Is it possible to get notified when a job exceeds a pre-determined duration

Solved!
wengkin_chew
Level 1
Is it possible to get notified when a job exceeds a pre-determined duration

Hi,

I was wondering if it is possible in Dataiku to get notified or emailed when a job exceeds a pre-determined duration.

For example I am a user administrator and I want to receive an email if there are jobs running for more than 1 hour.

 

Regards,

Weng Kin

0 Kudos
1 Solution
AlexT
Dataiker

Hi,
Not possible at the job level, but you can leverage the APIs and run a scenario to find long-running jobs and send emails.

https://doc.dataiku.com/dss/latest/python-api/jobs.html Here is an example you can use and modify as needed : 

import dataiku
import datetime
from dataiku.core.message_sender import MessageSender


client = dataiku.api_client()
client = dataiku.api_client()
projects = client.list_projects()

# e.g adjust here to find job in this example 4 hours or older and state still running
four_hour_ago = datetime.datetime.now() - datetime.timedelta(hours=4)
timestamp = int(four_hour_ago.timestamp() * 1000)
job_info_str = ""

for p in projects:
    pk = p["projectKey"]
    project = client.get_project(pk)
    jobs = project.list_jobs()
    running_job_list = [job for job in jobs if job['state'] == 'RUNNING' and job['def']['initiationTimestamp'] >= timestamp]
    if len(running_job_list) >=1: 
        job_info_str += p["projectKey"] + "\n" + "\n".join([str(job) for job in running_job_list]) + "\n"

print(job_info_str)
# Now send either one email for each long-running or create a list with the project key + job info from above.

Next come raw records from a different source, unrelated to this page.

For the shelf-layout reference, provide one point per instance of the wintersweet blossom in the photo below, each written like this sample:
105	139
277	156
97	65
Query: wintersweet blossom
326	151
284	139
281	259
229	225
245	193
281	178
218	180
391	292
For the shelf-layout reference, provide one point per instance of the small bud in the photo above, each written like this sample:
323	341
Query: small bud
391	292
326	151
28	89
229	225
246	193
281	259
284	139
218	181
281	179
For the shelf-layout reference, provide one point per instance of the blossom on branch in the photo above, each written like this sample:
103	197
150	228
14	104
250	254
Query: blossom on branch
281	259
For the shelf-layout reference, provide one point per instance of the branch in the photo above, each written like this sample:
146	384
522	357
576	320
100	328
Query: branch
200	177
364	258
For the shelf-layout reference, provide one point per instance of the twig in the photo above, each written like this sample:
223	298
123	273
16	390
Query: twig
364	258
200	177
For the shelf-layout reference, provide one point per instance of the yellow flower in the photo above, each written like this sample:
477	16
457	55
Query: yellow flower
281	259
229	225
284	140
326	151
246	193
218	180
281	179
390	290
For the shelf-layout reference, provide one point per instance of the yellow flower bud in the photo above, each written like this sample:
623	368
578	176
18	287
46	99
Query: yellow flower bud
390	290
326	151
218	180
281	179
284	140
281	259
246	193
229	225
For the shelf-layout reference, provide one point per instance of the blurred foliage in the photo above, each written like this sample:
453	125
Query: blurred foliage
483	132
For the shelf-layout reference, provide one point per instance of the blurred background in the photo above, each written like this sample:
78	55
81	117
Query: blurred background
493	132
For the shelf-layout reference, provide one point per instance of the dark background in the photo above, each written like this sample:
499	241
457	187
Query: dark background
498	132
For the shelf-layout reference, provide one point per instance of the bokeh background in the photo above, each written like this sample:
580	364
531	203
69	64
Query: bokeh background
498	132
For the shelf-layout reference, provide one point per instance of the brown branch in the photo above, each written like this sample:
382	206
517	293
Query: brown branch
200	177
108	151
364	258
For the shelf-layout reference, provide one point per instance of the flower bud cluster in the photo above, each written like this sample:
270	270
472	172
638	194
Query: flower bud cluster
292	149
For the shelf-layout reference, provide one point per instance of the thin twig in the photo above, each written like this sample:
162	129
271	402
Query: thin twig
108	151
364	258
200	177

s = MessageSender(channel_id='my-email-channel', type='mail-scenario', configuration={})
s.send(message=str(final_list), subject="test", recipient='recipient@domain.com', sender="abc@abc.com")

 

View solution in original post

0 Kudos
7 Replies
AlexT
Dataiker

Hi,
Not possible at the job level, but you can leverage the APIs and run a scenario to find long-running jobs and send emails.

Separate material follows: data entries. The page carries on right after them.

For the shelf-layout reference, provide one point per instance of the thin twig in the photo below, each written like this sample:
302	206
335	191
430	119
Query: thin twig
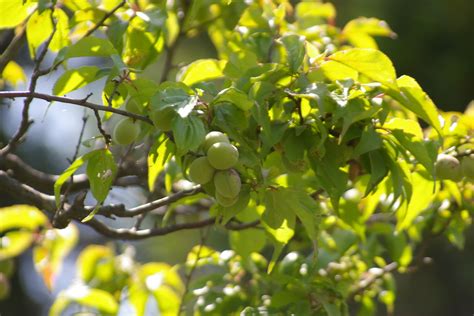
47	204
12	49
80	102
105	17
25	117
189	275
107	137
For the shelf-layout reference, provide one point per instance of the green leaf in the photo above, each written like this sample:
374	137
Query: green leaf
410	136
295	50
40	26
13	74
201	70
371	63
412	96
277	207
89	47
369	140
13	12
336	71
95	264
18	225
201	255
359	31
142	47
76	78
309	212
68	173
247	241
378	169
176	96
423	193
234	96
101	171
189	133
157	158
229	212
97	299
50	252
309	14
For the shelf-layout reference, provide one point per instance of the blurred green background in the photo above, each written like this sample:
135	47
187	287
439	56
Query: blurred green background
435	45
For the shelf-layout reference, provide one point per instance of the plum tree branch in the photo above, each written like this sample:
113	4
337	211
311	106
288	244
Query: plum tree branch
12	48
105	17
25	117
77	212
80	102
44	182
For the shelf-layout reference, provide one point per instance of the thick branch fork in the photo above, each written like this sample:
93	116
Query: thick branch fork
80	102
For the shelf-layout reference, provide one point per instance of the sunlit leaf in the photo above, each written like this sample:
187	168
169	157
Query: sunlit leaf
76	78
201	70
371	63
18	227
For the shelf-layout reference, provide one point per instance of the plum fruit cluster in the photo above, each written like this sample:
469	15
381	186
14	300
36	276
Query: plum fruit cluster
216	166
448	167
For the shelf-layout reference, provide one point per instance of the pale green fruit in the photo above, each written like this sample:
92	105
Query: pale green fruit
126	131
226	201
223	155
227	183
163	119
448	167
467	166
212	138
200	171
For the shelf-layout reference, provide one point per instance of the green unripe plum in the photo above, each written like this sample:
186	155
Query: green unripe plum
448	168
134	106
227	183
214	137
7	266
4	287
200	171
467	167
222	155
226	201
126	131
163	119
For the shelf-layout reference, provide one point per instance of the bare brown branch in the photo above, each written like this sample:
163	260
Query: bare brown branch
80	102
77	212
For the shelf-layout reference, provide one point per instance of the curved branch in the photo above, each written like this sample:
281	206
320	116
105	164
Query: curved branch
12	49
44	182
47	204
80	102
105	17
120	211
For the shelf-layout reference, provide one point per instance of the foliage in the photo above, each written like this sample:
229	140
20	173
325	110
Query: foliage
337	184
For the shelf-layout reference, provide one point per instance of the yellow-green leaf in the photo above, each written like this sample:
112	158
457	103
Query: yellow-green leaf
412	96
371	63
18	224
76	78
14	74
201	70
13	12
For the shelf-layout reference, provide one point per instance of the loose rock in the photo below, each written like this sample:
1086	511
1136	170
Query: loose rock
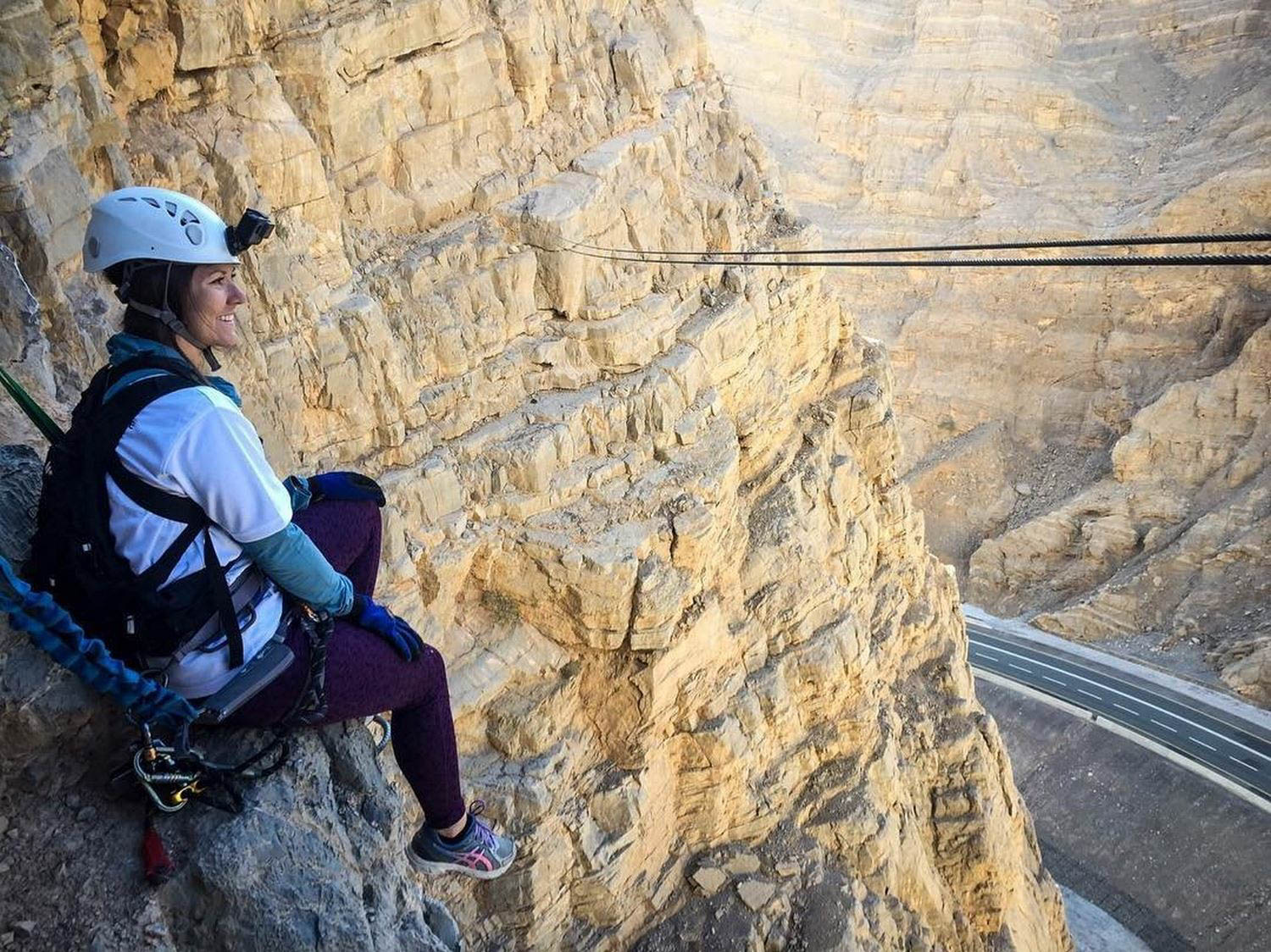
755	893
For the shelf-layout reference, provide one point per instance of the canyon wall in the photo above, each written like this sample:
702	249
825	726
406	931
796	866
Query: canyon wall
651	517
1027	396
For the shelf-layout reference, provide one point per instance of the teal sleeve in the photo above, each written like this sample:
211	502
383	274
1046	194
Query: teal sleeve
295	565
297	487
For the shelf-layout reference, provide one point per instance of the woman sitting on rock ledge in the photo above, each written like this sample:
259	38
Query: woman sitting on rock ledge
309	542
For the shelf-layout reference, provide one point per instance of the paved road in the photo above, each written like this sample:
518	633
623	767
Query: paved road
1237	749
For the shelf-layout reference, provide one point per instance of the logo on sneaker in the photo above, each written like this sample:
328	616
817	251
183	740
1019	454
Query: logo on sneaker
475	860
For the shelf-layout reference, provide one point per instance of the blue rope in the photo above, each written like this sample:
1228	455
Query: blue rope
56	634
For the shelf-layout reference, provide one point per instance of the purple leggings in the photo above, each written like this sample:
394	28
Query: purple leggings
366	677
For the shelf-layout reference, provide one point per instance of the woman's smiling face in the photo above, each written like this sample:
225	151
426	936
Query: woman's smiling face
208	307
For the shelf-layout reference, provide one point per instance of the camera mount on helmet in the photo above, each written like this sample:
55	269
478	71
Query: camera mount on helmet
253	228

https://doc.dataiku.com/dss/latest/python-api/jobs.html Here is an example you can use and modify as needed : 

import dataiku
import datetime
from dataiku.core.message_sender import MessageSender


client = dataiku.api_client()
client = dataiku.api_client()
projects = client.list_projects()

# e.g adjust here to find job in this example 4 hours or older and state still running
four_hour_ago = datetime.datetime.now() - datetime.timedelta(hours=4)
timestamp = int(four_hour_ago.timestamp() * 1000)
job_info_str = ""

for p in projects:
    pk = p["projectKey"]
    project = client.get_project(pk)
    jobs = project.list_jobs()
    running_job_list = [job for job in jobs if job['state'] == 'RUNNING' and job['def']['initiationTimestamp'] >= timestamp]
    if len(running_job_list) >=1: 
        job_info_str += p["projectKey"] + "\n" + "\n".join([str(job) for job in running_job_list]) + "\n"

print(job_info_str)
# Now send either one email for each long-running or create a list with the project key + job info from above.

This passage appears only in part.